Storage & Display With an Antique Purpose
One thing that attracts us to antique furniture is how an item that was built for one specific purpose can call to mind a time and a culture very different from our own. Especially when that specific purpose is obsolete. Or it may simply appear old-fashioned or outdated. Or its use may have transformed and adapted with the times into something contemporary yet distinct from its original intent. But if we stare long enough at such pieces, they can start to seem like small monuments to another way of life—and reminders of the contingency of our own. They suggest that as the world changes, and the furniture with it, we can live, will live—must live—differently.
Public Sale’s upcoming Anticipated auction features several purpose-built pieces made for storing and displaying various things. They share typical features of some kind of compartments and sets of drawers or doors for concealing, protecting, and accessing those things. But how they do this is different, and customized to the purposes for which they were intended.
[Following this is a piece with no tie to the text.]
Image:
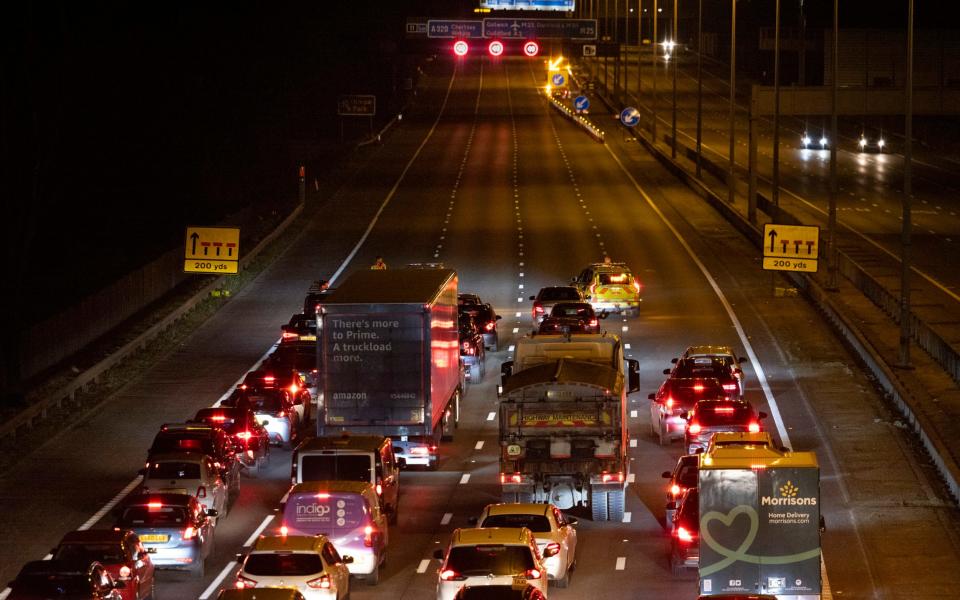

Consider the spool cabinet, Lot 272, designed with drawers exactly the height of a pool of thread—as evidenced in this case by the circular outlines still visible on the drawer bottoms. Or its companion needle cabinet, Lot 271, with tiny holes, each labeled with hand-adhered numbers. Those numbers have been sticking there long since the person who understood their numbering has passed. And a spool might have sat in that compartment, slowly leaving its imprint, for longer than you have been alive on this planet.
These are relics of the height of sewing’s machine age. A person who services those machines might have carried another purpose-built cabinet known as a “machinist’s chest”. This wooden specimen of Lot 584 could also have been a 19th-Century letter writing box or “field desk” used in military settings. Or it might have been all of the above.
Objects have a way of outliving their original purpose, no matter how narrowly tailored to one specific use they seem to be. And the people who possess these objects outgrow their own purposes. It’s not just that people lived differently in the past, but that they themselves were also living differently from those who came before. They were also repurposing what was available to them.
Look closer, dear reader, at those shadows of thread spools in the cabinet bottom. Upon further inspection, it appears they were actually caused by corrosion from the round shape of metal washers—some still stuck under nearby dividers. The machinist was using the spool cabinet for his nuts and bolts. And the labels on some of those compartments—“Aristocrat,” “Regalios,” and “Puritanos Finos”—are not names of models of sewing machines, like on the needle chest, but in fact brands of Cuban cigars. Someone else used this box to store fine cigars.
These people were repurposing things that they discovered from their own histories, from pasts that were perhaps farther in time from them than they are to us. When we repurpose something from the past, we are not some kind of modern innovators boldly departing from the customs of people who were condemned to follow some ossified tradition. That might sometimes happen, but usually—we’re simply doing exactly as they did.
In that spirit: what might you do with a primitive yet elegant shelf with graduated cubbies (Lot 705) originally intended for postal sorting, or a mirrored apothecary style wooden cabinet with tiny drawers and one tiny door (Lot 582)? Or an exquisite Globe Wernicke barrister bookcase (Lot 409): is there not still a need for storage that is modular, stacking, easily transportable, protective, and with a distinguished appearance, like there was for the lawyers of yesteryear who moved their reference books from one court to another?
The furniture changes, but the needs stay the same: storage, display, and everything in between. Antiques don’t merely evoke a sense of purpose, they spark an imperative to repurpose, and in so doing, they connect us more deeply to a longstanding human tradition. A tradition that never gets old.